Águila Veloz sonrió, diciendo:
—Veo que sois dos verdaderos detectives. De todos modos, los mensajes secretos de que os he hablado eran cosas de los indios de tiempos pasados. No creo que ahora se valga nadie de ese sistema.
—De todos modos, podría seguirse enviando mensajes de ese modo —insistió Pam—. ¿No le parece que el ladrón que quería los brazaletes de «El Chaparral» era para buscar un mensaje?
—Veo que estáis reuniendo pistas —comentó Águila Veloz. Y mirando hacia la entrada, añadió—: Mirad, ahí llega el oficial Martínez. Podéis contarle todo eso que imagináis.
El policía se acercó al grupo, con aspecto muy serio. Sin hacer más que saludar con un cabeceo a los niños, se dirigió al indio.
—Águila Veloz, me gustaría hablar con usted.
—¿Qué ocurre? —preguntó el gobernador.
—Debemos hablar en privado.
Águila Veloz se apartó de los niños y fue con el agente a una esquina del vestíbulo. A los pocos momentos el indio regresaba con el ceño fruncido por la preocupación. Estaba tan trastornado que casi no podía ni hablar.

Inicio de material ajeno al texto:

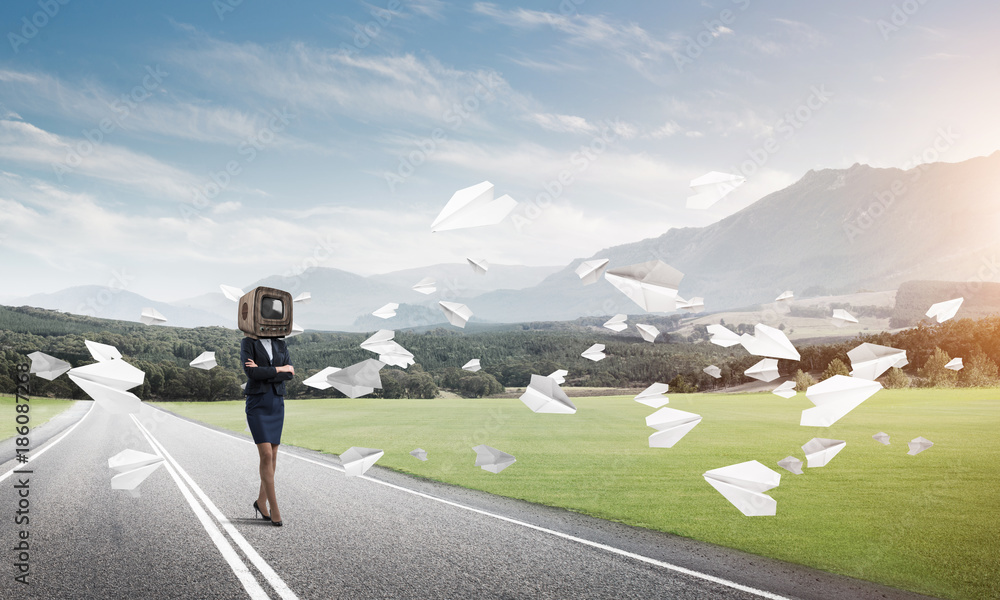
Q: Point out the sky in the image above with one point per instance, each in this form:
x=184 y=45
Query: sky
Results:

—Tenía planeado ofreceros algunas diversiones a vosotros y a vuestros padres esta tarde —dijo—, pero ya no va a serme posible.
—¿Ha ocurrido algo malo?
—Sí. Me temo que es algo muy malo —repuso el indio—. Debo acompañar al oficial.
—¿Por qué? —preguntó Pete.
—Una de las esteras robadas en «El Chaparral»… ¡ha sido encontrada en mi poblado! ¡Se acusa del robo a los yumatanes!